大澤繪里子仍然沒有將手拿下來,她用另一隻手拍了拍野立信次郎,“你這傢伙,去把毛巾拿過來!”
野立信次郎將毛巾沾溼後遞給她,女警胡亂擦了兩下,看向四人。
確定臉上什麼東西都沒有後,她和野立信次郎對視一眼。男人挑眉,一手一個搭上松田陣平和萩原研二,“兩位隊長陪我出去走走吧。”
病房門關上。
野立信次郎同三人走到偏僻的樓道附近,注意到萩原研二心不在焉的神色,開口道:“這種事情交給大澤吧,她是過來人。

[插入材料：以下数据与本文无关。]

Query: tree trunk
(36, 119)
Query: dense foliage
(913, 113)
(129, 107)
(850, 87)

”
“過來人的意思是?”
“六年前,她私下調查池上健吾的炸彈案,沒有找任何人幫忙。真相沒有調查出來就被遣送出國,去fbi進修去了。說是進修,其實就和下放沒什麼區別。直到一年前,池上健吾出獄,我才能趁著人員調動風頭把她弄回來。”
萩原研二反應了兩秒池上健吾究竟是誰。御坂好像和他講過——那個爆炸案被誣陷、坐了五年牢的倒黴蛋。
他點了點頭。
“這次御坂來找人沒有找錯,起碼現在案子有了點眉目。但今天過去,上層應該就會有動作了。”
松田陣平聽著,聯想到萩原研二中午和他提起的事情,眉頭越蹙越緊,"你們在調查福山的死。"
“準確來說是他們,我是在出事之後才知道的。不過,只告訴幾人的好處就是,行動早期有點進展,比起大澤當時一個人去莽來說,結果還算是令人滿意。”
萩原研二注意到另一件事,“他會怎麼樣?”
他並沒有說誰,但是在場的人都知道。
大澤繪里子調查池上健吾的爆炸案,沒有得出結果都被送出國了。現在御坂調查福山的案子,阻力是肉眼可見的大……
“說實話,我也不清楚。”野立信次郎嘆了口氣,“主要是公安那邊的態度挺模糊的。”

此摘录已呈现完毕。